I have to ask for your help on general approaches to write Haskell
programs using space more economically.
I hope to use Haskell for my daily programming next semester
so I'm trying to apply Haskell to some small practical applications.
The first try is a simple compression program. However, I found that
I need 25MB RAM to compress a 31K file. (total alloc = 25MB in
the time profile generated by GHC. I had to assign it a 2MB
stack and 8MB heap to get it run).
Enabling the heap profiler, I found the functions consume the most
space to be
main -- Read the file, generate the huffman tree and
then encode.

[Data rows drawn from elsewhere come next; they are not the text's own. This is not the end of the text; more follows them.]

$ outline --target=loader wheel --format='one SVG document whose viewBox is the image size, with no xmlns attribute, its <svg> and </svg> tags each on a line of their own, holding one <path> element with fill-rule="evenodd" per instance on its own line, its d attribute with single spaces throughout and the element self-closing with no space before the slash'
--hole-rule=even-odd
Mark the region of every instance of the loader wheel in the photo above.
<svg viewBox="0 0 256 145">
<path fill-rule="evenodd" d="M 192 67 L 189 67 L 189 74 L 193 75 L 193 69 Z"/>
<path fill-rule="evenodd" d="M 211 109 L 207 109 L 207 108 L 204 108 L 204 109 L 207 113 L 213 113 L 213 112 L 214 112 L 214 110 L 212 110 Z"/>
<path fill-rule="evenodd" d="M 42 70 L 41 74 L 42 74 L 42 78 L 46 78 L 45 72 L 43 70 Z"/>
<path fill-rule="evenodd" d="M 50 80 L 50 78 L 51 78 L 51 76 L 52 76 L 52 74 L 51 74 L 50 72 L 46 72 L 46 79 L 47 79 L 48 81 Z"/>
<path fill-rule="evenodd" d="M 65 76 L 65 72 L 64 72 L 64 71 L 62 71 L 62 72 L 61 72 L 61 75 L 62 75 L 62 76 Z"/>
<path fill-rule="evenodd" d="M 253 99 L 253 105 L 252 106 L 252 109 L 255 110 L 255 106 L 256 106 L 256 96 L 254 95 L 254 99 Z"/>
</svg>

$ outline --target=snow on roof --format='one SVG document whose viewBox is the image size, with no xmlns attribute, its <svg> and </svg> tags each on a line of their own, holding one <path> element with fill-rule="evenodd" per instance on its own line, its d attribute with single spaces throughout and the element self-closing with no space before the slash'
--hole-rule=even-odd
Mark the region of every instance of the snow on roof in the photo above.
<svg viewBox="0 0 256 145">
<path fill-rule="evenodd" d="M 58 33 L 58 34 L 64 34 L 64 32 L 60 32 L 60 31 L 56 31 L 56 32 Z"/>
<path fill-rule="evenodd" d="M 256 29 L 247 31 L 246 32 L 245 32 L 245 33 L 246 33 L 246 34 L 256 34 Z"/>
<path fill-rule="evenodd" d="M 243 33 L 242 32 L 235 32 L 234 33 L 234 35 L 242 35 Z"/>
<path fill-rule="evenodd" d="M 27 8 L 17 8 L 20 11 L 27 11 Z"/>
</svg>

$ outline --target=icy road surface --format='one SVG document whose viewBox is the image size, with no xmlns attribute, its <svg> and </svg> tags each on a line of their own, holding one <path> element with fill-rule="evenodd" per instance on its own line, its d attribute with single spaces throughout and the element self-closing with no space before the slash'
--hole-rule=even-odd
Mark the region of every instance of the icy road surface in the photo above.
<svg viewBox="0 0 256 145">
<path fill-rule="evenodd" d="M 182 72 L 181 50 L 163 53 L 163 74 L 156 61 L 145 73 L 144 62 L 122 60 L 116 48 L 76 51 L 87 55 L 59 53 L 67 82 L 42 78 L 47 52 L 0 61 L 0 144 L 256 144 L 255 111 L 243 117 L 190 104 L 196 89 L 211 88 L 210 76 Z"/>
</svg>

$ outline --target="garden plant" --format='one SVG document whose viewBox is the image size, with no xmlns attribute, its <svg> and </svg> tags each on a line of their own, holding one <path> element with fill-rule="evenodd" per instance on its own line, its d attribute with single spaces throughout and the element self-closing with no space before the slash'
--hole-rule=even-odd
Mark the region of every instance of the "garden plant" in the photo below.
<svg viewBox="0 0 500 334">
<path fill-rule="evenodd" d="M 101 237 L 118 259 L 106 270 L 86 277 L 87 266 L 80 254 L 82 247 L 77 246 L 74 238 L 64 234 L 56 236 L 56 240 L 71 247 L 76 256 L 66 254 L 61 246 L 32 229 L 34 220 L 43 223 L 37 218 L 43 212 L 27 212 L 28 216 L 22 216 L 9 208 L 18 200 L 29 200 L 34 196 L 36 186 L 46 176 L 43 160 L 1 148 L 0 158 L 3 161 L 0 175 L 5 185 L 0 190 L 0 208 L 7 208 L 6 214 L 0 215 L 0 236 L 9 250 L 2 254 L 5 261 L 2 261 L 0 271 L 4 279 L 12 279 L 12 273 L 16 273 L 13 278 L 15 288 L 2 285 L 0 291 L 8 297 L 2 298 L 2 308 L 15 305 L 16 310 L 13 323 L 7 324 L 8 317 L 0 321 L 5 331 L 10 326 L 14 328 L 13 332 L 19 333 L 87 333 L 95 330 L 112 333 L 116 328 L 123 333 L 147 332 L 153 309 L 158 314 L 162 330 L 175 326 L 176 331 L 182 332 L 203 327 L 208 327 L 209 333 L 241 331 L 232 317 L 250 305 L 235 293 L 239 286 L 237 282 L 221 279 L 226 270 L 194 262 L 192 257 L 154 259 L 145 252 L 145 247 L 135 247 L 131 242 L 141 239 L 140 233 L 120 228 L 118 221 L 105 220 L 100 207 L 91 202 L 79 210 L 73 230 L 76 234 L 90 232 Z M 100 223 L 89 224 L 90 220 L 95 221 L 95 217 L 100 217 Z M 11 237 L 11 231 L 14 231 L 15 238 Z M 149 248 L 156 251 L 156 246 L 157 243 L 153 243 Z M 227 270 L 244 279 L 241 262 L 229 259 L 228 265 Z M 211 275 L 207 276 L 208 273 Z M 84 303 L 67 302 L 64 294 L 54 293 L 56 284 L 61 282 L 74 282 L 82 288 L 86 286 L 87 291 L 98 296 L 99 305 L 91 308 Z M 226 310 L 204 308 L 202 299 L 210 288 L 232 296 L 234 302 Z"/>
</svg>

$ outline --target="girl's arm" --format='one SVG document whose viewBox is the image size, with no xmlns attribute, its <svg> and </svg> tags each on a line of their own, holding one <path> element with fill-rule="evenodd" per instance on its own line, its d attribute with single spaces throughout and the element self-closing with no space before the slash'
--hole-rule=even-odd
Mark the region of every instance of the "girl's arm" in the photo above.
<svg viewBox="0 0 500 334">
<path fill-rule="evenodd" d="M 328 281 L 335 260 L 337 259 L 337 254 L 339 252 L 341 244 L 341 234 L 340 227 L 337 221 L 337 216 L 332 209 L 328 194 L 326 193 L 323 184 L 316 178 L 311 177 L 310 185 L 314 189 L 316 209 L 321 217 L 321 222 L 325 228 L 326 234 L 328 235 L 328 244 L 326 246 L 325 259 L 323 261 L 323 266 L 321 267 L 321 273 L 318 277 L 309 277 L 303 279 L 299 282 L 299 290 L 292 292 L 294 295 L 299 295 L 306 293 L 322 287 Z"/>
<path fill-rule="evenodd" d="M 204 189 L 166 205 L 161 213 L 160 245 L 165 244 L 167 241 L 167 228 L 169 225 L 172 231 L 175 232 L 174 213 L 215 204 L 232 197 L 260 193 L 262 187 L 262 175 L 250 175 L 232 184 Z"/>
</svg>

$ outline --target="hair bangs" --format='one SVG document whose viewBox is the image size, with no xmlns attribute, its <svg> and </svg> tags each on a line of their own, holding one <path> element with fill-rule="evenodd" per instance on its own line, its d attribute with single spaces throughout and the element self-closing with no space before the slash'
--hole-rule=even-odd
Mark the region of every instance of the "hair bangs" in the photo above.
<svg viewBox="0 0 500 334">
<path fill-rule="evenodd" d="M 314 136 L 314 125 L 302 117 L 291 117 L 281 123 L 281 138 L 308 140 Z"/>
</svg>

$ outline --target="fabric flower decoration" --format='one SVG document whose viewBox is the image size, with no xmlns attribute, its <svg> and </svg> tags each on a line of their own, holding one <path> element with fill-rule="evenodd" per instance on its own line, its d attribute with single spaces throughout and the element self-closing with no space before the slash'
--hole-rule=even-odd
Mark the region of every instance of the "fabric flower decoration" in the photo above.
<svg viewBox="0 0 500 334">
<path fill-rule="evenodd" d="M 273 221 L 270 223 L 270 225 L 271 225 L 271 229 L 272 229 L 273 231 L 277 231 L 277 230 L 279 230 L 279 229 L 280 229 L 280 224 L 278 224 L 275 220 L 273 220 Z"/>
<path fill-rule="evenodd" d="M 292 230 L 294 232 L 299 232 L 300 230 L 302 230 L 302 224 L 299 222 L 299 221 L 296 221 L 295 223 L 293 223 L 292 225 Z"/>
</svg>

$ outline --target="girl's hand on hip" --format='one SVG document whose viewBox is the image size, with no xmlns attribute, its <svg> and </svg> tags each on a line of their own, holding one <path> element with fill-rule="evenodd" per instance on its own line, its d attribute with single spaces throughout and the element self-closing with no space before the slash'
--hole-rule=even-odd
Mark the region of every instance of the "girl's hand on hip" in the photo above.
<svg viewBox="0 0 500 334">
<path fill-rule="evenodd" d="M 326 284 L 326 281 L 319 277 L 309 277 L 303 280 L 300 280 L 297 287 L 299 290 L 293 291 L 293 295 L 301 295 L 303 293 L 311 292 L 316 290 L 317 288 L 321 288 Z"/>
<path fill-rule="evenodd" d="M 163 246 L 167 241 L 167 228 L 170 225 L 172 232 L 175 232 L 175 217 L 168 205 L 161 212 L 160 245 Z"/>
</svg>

In peudo code :
getArgs >>= \ [file] ->
readFile file >>= \ fdata ->
let tree = huff_tree fdata
in output (huff_encode tree fdata)
:
count_freq -- given the file content, count the times each character
appears
encode -- given the file content and a table, generates the encoded
output.
First of all, I noticed that there're 2 references to fdata.
It may have forced the program to keep the entire file in
memory. So I rewrote 'main', read the same file 2 twice.
It seemed to work! The total alloced memory reduced 1 MB.
Then I turned to 'encode'. Encode was originally written in
a tail-recursive style, that is
encode [] result = result
encode (fd:fdata) result = encode fdata (do_something_about result)
Previously I thought tail-recursive is good because it can be
transformed into loop. However in this style the final result
can't be extracted until all computation has been done (am I right?).
Before that, entire data must be kept in memory. So I used a non-tail
recursive version,
encode [] = ..
encode (fd:fdata) = (something : (encode fdata))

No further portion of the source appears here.